“A vendedora de tapioca é um fast food”

Autor de mais de 70 livros publicados, e com mais três no prelo, o antropólogo e museólogo Raul Lody especializou-se em arte popular e manifestações de matriz africana. Mas foi a antropologia da alimentação que ganhou força na sua carreira e o tornou uma verdadeira autoridade no tema. Por isso, a equipe da Algomais – Cláudia Santos, Rafael Dantas, Rivaldo Neto e Tom Cabral – decidiu entrevistá-lo no Mercado da Encruzilhada. Ele adorou a configuração, após a recente reforma. Entre boxes de frutas e temperos, fregueses e ambulantes, Lody, que é carioca, falou da sua paixão pelo Recife, da influência de Gilberto Freyre, criticou os ataques aos terreiros de candomblé e fez comentários a respeito das dietas para emagrecer.

Você é carioca e optou por morar no Recife, por quê?
Quando era criança e adolescente, meus pais viajavam comigo pelo Brasil nas férias. Na primeira Missa do Vaqueiro eu estava, coincidentemente, em julho de 1969, em Serrita. Foi a primeira vez que estive em Pernambuco, ia fazer 18 anos. No Recife, fiquei no Grande Hotel localizado na beira do Capibaribe que era navegável. Um espetáculo! Meu olhar sempre foi o de descobrir a cultura imaterial e aqui encontrei muita coisa e sempre voltava para cá quando podia. Até que nos últimos 10 anos consegui comprar um apartamento no Recife, mas continuo com a minha casa no Rio, onde está minha biblioteca principal. Vivo muito Pernambuco, mas também o Nordeste, onde tenho projetos na Bahia, no Maranhão e no Ceará. Então, estar aqui também traz facilidades para os custos de deslocamento para viajar.

Você se formou no Rio?
Sim, fiz ciências sociais, depois completei com museologia. Logo que me formei, fui para Dacar, onde passei um tempo estudando arte africana. Viajei muito não só pela África Ocidental, mas também pelo Magrebe, área que me interessa muito (Marrocos, Argélia, Tunísia, Egito). Comecei a trabalhar e ver como a presença dessa região na formação brasileira é fortíssima. O homem português é um afrodescendente, porque foram quase mil anos da presença do Magrebe na Península Ibérica, onde houve uma verdadeira colonização pela civilização afroislâmica. Ela está muito presente em Pernambuco. O pastel de festa, por exemplo, no qual se polvilha açúcar, tem origem num doce folhado português, que lembra a pastilha, uma comida de festa do Magrebe.

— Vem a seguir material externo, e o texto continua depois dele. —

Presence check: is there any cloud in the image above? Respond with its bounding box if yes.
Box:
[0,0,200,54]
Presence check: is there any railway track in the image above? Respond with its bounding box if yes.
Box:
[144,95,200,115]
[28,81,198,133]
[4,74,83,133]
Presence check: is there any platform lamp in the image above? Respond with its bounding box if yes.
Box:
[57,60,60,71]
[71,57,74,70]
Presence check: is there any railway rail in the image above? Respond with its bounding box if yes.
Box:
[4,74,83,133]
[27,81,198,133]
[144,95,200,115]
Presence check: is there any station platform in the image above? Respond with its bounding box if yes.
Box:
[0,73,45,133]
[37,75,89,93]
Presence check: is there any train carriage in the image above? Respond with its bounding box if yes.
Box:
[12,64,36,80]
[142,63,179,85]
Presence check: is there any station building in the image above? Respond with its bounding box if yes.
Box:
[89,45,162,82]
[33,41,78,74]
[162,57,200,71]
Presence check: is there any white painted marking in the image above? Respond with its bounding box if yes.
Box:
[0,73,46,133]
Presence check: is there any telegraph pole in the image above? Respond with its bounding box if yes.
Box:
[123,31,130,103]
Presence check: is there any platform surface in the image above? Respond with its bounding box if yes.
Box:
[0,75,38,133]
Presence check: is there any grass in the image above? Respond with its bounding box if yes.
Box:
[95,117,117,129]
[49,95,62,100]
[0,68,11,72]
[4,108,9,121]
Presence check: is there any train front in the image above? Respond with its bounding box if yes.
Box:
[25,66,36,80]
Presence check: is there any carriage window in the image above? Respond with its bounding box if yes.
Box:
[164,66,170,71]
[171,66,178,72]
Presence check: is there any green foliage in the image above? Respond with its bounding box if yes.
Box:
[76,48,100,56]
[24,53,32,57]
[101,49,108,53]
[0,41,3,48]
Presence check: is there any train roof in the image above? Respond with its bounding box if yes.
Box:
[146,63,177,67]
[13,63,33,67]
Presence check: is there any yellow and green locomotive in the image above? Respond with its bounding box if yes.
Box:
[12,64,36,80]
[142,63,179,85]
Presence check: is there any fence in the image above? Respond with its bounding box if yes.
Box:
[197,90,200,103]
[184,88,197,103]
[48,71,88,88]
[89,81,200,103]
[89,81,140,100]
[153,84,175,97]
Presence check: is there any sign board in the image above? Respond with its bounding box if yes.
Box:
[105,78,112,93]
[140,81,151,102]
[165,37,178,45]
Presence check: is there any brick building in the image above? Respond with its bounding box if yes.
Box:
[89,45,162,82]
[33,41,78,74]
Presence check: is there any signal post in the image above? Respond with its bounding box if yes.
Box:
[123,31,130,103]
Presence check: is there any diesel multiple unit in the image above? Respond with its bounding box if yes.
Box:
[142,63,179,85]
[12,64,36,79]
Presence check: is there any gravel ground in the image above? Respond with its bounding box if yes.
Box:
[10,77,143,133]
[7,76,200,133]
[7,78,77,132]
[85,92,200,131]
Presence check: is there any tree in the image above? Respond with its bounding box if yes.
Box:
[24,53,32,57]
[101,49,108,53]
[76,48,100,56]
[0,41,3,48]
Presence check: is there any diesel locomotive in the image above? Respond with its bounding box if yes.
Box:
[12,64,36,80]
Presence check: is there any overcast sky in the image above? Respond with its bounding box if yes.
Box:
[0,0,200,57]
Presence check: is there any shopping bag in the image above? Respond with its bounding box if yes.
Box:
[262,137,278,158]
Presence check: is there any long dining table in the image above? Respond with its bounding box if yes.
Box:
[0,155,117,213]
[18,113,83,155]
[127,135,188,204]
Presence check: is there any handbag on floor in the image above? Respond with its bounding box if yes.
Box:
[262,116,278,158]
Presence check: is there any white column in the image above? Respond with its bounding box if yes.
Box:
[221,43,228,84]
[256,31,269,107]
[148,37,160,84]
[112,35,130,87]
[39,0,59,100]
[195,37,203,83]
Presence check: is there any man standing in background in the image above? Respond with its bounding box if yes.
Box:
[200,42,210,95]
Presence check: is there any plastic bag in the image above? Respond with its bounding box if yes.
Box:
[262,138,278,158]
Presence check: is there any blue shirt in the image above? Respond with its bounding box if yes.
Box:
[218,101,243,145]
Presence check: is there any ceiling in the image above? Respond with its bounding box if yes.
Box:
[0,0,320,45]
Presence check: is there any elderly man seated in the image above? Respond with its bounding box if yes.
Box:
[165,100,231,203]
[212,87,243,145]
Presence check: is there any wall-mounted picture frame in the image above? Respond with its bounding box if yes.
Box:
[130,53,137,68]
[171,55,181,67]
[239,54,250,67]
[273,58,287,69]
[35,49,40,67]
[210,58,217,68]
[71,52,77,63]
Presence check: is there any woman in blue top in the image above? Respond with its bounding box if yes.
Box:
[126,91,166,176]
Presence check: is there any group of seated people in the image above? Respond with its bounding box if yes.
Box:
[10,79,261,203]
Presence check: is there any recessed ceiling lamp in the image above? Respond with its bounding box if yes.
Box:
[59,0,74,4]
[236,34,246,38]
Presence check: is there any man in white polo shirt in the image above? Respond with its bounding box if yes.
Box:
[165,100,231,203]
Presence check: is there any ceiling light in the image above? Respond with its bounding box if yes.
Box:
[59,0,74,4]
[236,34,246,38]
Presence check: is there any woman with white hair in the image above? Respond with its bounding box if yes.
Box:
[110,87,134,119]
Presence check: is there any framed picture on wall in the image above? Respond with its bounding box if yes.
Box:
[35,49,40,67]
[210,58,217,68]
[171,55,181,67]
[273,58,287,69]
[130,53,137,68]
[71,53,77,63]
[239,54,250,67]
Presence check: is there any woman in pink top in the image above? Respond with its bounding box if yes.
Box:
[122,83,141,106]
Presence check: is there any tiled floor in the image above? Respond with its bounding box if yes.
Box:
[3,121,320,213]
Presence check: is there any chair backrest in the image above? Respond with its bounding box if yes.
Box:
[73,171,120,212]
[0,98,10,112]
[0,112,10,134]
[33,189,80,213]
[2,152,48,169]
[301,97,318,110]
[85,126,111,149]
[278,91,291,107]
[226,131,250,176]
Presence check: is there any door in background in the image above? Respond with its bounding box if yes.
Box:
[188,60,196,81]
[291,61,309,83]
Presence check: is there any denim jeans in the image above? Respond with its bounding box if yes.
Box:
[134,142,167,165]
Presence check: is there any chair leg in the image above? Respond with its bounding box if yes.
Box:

Como você vê os ataques de grupos religiosos às religiões de matriz africana?
Em Pernambuco, em 1985, ocorreu o primeiro tombamento no Brasil de um terreiro por um governo estadual, que foi o de Pai Adão. Eu solicitei o tombamento e instrui o processo pela Fundarpe. Isso ajudou muito a proteger a área do sítio. Os terreiros são verdadeiras universidades vivas: têm música, idioma, culto, dança, artesanato, comida comunitária, arquitetura, mitologia. Possui todo um sistema de relações sociais diferenciado. Não é apenas um lugar de culto, é um lugar de experimentação de cultura e de história cultural. Eles sempre foram perseguidos e agora a perseguição acontece quase de uma forma autorizada por grupos com crescente poder econômico, político e de comunicação. Eu diria que vivemos uma encruzilhada (já que estamos neste mercado com este nome). Lógico, que isso não está acontecendo passivamente, mas se trata de um risco patrimonial, histórico, econômico, social.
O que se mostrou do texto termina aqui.